Recent revelations about the mining of Facebook data by British political consulting firm Cambridge Analytica and its influence on the 2016 U.S. presidential election have spurred a global rethink of digital space. From the user-driven #deletefacebook movement to calls for stricter regulation by German Justice Minister Katarina Barley among others, many are grappling with what a “digital footprint” means today.

According to Varoon Bashyakarla and Gary Wright from Tactical Tech, the difference between practices by data analytics firms and “traditional” election influence lies in the selective targeting of users and the unwitting handover of friends’ data, for example, via Cambridge Analytica’s Facebook-linked personality quiz app. The “ability to target people so selectively introduces the danger of this lack of transparency, which is so central to the democratic process,” says Bashyakarla.

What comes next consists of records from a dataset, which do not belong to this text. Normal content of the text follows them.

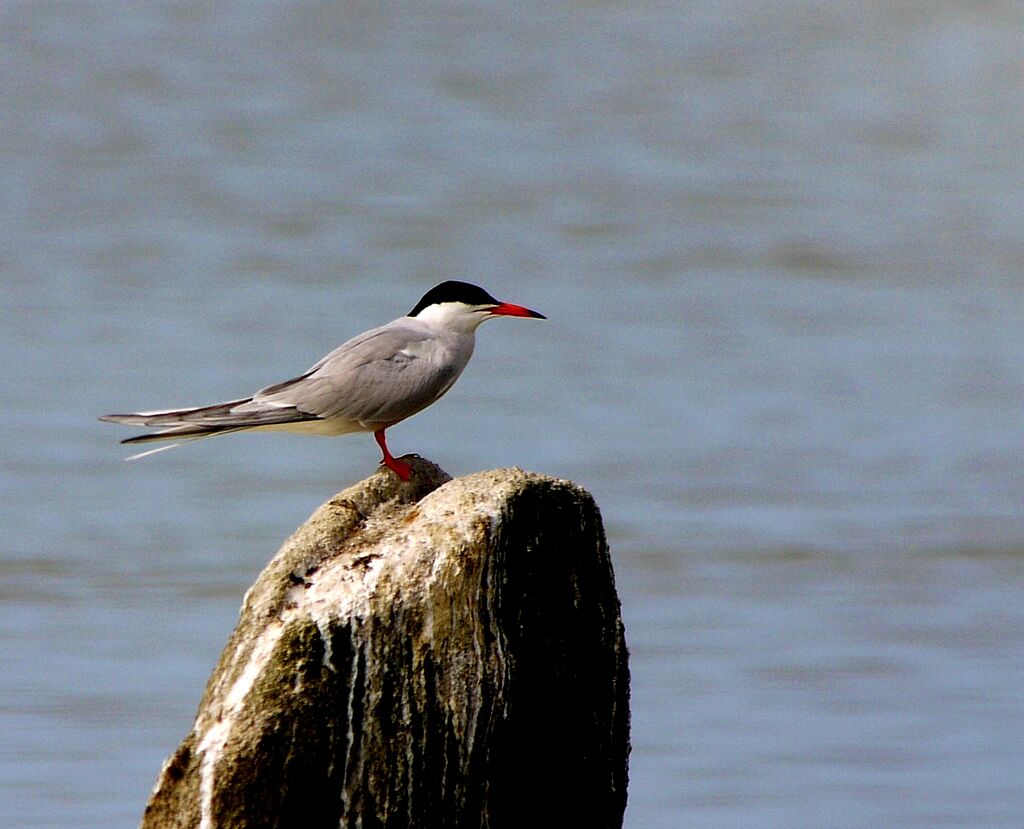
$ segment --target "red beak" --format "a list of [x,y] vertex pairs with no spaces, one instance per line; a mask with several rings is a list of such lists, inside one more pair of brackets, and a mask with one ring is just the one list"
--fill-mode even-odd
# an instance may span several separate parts
[[524,308],[522,305],[513,305],[511,302],[502,302],[500,305],[491,308],[487,313],[496,317],[533,317],[538,320],[546,320],[543,314]]

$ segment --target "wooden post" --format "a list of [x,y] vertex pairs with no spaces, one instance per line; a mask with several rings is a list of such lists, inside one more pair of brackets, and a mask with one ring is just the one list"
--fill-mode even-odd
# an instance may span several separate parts
[[593,499],[404,460],[246,594],[143,829],[621,827],[629,673]]

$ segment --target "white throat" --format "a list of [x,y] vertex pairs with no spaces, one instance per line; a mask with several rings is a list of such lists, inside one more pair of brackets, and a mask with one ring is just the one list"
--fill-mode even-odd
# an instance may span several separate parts
[[490,319],[490,314],[481,310],[486,307],[489,306],[466,305],[464,302],[440,302],[424,308],[415,318],[431,328],[472,334],[480,327],[480,323]]

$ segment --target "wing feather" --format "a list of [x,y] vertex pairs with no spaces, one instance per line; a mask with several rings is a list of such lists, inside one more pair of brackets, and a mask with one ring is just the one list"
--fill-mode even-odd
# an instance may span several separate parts
[[397,320],[349,340],[302,377],[269,386],[253,402],[293,406],[364,427],[385,426],[437,400],[468,360],[469,354],[454,353],[415,320]]

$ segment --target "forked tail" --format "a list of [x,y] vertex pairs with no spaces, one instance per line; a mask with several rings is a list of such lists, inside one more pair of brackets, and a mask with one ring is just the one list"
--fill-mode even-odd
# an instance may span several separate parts
[[165,449],[173,449],[180,443],[199,438],[258,429],[261,426],[279,426],[285,423],[301,423],[318,420],[316,415],[302,412],[294,406],[281,406],[244,397],[212,406],[191,409],[165,409],[153,412],[130,412],[128,414],[103,415],[106,423],[121,423],[127,426],[163,427],[155,432],[125,438],[121,443],[153,443],[173,440],[170,446],[161,446],[148,452],[132,455],[128,460],[143,458]]

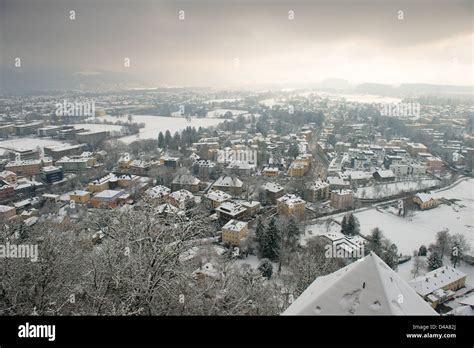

Many look to regulation as a way to counterbalance this trend, something Bashyakarla supports in theory, but remains skeptical of in practice. Just as television, radio and print media are regulated, he sees a place for protections on the digital front, but believes “slapping legislation on this challenge is not the be-all, end-all solution…with every piece of legislation that passes, unfortunately there’s always an issue.”

Even if you do deactivate your Facebook account, you leave a lasting data footprint, and Bashyakarla thinks users shouldn’t be held responsible for solving the problems surrounding digital data. “For a lot of us, Facebook is a window into our social networks. Users should not be extracting themselves from their social networks to protect themselves.” Tactical Tech opts instead to inform users how to produce a “lightweight footprint” when using digital platforms, for example by taking a conversation offline whenever possible. The apps on your phones are “data hogs,” warns Wright, but logging in to Facebook over a browser helps.

For Bashyakarla, the actions we take depend on our principles: “Perhaps we’re ok with having information about ourselves being used to sell us shoes, but when that same information is used to sell us politicians, perhaps that’s something that we object to more.”